Jacqui White, Sports Editor
The Utica College Pioneers are enjoying success away from their respective sports as 20 teams earned a grade point average of 3.0 or better.
A total of 29 student-athletes earned a perfect 4.0 GPA, and over 100 student athletes earned a GPA of 3.75 or better.
The current United Collegiate Hockey Conference (UCHC) champion men’s hockey team had a combined GPA of 3.38. Junior right wing Jacob Gerson from Colorado Springs explained how the team earned high marks.
“Our coach wants us to have at least a 3.0 GPA to play on the team,” he said. “The school has a minimum of a 2.0 GPA, but our coach wants to hold us to a higher standard.”
Gerson said that he had perfect grades his first semester at Utica College.
“I wanted to continue to get straight As as long as I could after doing that for my first semester,” he explained.
Gerson said that while living with some of his teammates, the whole house had a 4.0 GPA. He credits his grades to the time that they spend studying together.
“We’ll hang out in the main room, doing homework and goofing off a little,” Gerson said. “Studying and doing homework in a group makes it a little more fun.”
Gerson also credits the fact that a lot of the team members have multiple classes with each other.
“We’ll be doing homework together, helping each other,” he said. “The hockey team doesn’t have study hours, so having the same classes help us keep track of each other. We keep track of our teammates that we know might struggle in some classes.”
Senior right winger Shawn Lynch echoed Gerson about having teammates in his classes.
“I’ve had classes with teammates throughout my four years at Utica,” Lynch said. “It’s nice to be able to work through the class and prepare for exams with people I know.”
Lynch said that having teammates in classes that require semester-long projects is also nice.
“It helps to be able to work closely with someone you already know well,” Lynch said.

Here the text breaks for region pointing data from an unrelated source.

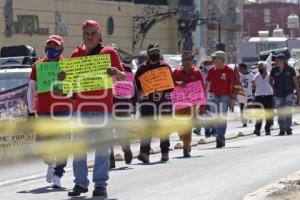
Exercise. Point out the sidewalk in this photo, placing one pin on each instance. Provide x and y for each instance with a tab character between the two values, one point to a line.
286	188
36	169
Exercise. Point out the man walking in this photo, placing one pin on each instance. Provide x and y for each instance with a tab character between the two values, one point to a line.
92	106
263	97
220	83
151	103
283	80
49	105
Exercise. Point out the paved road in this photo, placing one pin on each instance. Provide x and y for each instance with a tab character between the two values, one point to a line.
245	165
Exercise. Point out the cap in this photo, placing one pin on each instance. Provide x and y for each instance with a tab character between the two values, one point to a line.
55	38
207	59
153	46
113	45
218	54
280	56
91	23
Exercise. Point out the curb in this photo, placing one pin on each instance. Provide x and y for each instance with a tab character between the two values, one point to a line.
288	184
120	157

Lynch explained that, even though the hockey team does not have study hours like some of the other teams do, they consider themselves very responsible as a group in terms of planning their days around hockey and other activities that might interfere with their school work.

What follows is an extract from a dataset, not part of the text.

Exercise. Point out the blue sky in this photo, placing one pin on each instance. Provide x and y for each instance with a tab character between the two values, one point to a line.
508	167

Director of Student-Athlete Success Richard Racioppa moved into his office in the Clark Auditorium prior to the fall semester as part of an institutional effort to prioritize student-athlete success.
“Everyone wants to see student-athletes succeed in the classroom as much as they want them to succeed on the field,” Racioppa said.
Racioppa explained that, with his office moving into the auditorium, there is greater access for student-athletes and coaches to reach out for assistance.
“Coaches and student-athletes spend most of their time in the gym,” Racioppa said. “By moving into this new space, I can interact with them easier. Sharing information between athletes and coaches is also easier because they can walk up to my office rather than them emailing me.”
According to Racioppa, having a presence in the gym helps students and coaches because it helps the coaches become aware if the student-athletes are having any difficulties. He explained that coaches can also use him to help foster student-athletes’ academic success.
“If coaches or assistant coaches have quick questions, I’m their contact to help students,” he said.